How the dog lover became the villain

And yet the villain of this story has somehow become the dog lover. The people who fix the problem at their own cost, who catch the colony pup, pay the vet, get it neutered and vaccinated and put it back, me included, are cast as the obstacle. The officials who quietly turn a sterilisation budget into a personal one are cast as the grown-ups.

Now those same officials want a second budget. A culling budget. Fresh public money to kill the dogs the first budget was already paid to sterilise.

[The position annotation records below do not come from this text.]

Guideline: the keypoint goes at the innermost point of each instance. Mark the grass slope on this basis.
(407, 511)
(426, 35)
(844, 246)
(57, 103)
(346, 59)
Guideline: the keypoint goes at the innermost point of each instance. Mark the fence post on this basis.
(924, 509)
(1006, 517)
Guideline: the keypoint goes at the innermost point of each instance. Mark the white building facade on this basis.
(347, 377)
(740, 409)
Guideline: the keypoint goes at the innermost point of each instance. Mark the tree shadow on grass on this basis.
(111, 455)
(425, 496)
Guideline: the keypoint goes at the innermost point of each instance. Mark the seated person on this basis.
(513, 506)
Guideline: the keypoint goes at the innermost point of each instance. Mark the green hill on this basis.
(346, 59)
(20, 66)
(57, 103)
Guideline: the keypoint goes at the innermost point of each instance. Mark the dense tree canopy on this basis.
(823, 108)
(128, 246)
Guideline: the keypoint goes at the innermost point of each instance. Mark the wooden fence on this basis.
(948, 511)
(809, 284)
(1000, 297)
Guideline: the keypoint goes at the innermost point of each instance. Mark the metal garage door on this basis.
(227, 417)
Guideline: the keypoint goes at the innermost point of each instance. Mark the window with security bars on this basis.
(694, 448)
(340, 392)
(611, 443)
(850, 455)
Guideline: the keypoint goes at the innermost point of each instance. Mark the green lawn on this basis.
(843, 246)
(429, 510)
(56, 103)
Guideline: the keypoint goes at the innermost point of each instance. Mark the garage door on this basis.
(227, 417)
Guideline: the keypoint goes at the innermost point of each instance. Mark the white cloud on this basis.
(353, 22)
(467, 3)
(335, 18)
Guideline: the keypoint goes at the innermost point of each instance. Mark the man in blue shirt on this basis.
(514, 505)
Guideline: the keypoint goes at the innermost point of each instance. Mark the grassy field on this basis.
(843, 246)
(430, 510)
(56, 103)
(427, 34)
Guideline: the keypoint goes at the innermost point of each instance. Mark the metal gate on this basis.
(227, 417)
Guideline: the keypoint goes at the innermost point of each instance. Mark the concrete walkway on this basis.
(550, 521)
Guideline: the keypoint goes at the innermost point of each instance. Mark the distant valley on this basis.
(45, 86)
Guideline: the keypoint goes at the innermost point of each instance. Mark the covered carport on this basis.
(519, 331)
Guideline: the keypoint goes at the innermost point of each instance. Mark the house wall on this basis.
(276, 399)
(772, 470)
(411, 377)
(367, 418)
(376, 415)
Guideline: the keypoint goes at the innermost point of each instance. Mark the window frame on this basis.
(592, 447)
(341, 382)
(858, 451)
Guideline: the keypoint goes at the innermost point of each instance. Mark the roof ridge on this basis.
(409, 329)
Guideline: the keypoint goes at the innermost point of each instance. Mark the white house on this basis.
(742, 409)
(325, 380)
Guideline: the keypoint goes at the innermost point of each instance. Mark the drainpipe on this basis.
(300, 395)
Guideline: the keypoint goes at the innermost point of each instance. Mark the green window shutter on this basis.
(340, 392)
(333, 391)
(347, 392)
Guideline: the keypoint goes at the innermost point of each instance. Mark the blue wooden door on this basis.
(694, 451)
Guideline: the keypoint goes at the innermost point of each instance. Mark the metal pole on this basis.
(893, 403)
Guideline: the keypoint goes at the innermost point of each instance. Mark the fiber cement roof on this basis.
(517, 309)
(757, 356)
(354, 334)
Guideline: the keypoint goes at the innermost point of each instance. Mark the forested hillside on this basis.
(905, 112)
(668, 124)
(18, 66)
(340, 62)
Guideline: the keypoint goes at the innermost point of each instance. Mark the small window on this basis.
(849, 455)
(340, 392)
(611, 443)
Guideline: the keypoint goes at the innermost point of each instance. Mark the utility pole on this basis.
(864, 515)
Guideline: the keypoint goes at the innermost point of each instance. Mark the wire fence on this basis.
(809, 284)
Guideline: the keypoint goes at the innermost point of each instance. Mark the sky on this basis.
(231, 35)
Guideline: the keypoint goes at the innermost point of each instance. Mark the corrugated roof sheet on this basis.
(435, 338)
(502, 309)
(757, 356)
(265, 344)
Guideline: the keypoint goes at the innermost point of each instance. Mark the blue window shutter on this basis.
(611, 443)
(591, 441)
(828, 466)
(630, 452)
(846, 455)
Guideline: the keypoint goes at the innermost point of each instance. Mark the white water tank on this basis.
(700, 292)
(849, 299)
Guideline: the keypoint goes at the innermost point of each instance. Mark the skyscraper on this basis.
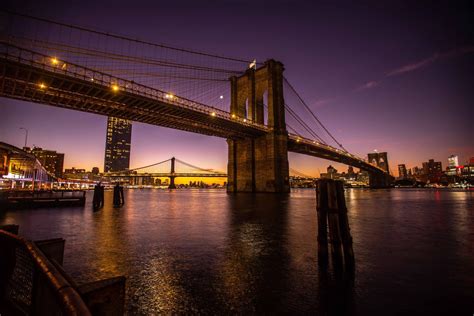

Read that twice: the sterilisation money rises every year, the strays don’t fall, and the proposed fix is more money, for a darker job, handed to the same people.

This doesn’t make the fear fake. If you’ve been chased on a morning walk, if your kid won’t take the lane to school, that fear is real, and waving it away is how animal lovers lose the room. But the answer to a real fear is a system that works, so the fear has nothing left to feed on. We don’t have a missing-law problem. We have a missing-money problem, and the money didn’t go missing by accident.

The fix that already works

The fix isn’t a mystery. It works wherever a city and a few stubborn people actually run it:

  • Audit the sterilisation budget that already exists. Crores in, results out, published district by district, before anyone votes a single rupee for culling.
  • Vaccinate at scale, and keep the cold chain honest. Rabies is almost always fatal and almost always preventable. A vaccine that cooked in transit saves no one.
  • Designate feeding spots, so dogs cluster where they’re fed, fixed and watched, not scattered and starving near school gates.
  • Make adoption and fostering normal, so fewer dogs start out on the street at all.

The crowd shouting “remove them all” and the crowd shouting “leave them alone” will both lose, because neither is auditing the money. The dogs lose first. The kids lose next. The officials, as always, lose nothing.

If it’s the legal side you’re unsure about, here’s what India’s animal-protection laws actually say about strays, feeding and your rights. And if you’d rather do one useful thing this week than argue on a WhatsApp group: find the rescue or ABC programme running in your city (in Delhi-NCR, start with these emergency animal helplines) and back it, or adopt one off the street instead of buying one off a breeder.

The Court can order a dog into a shelter that doesn’t exist. The budget to build that shelter already does. Someone just has to follow it.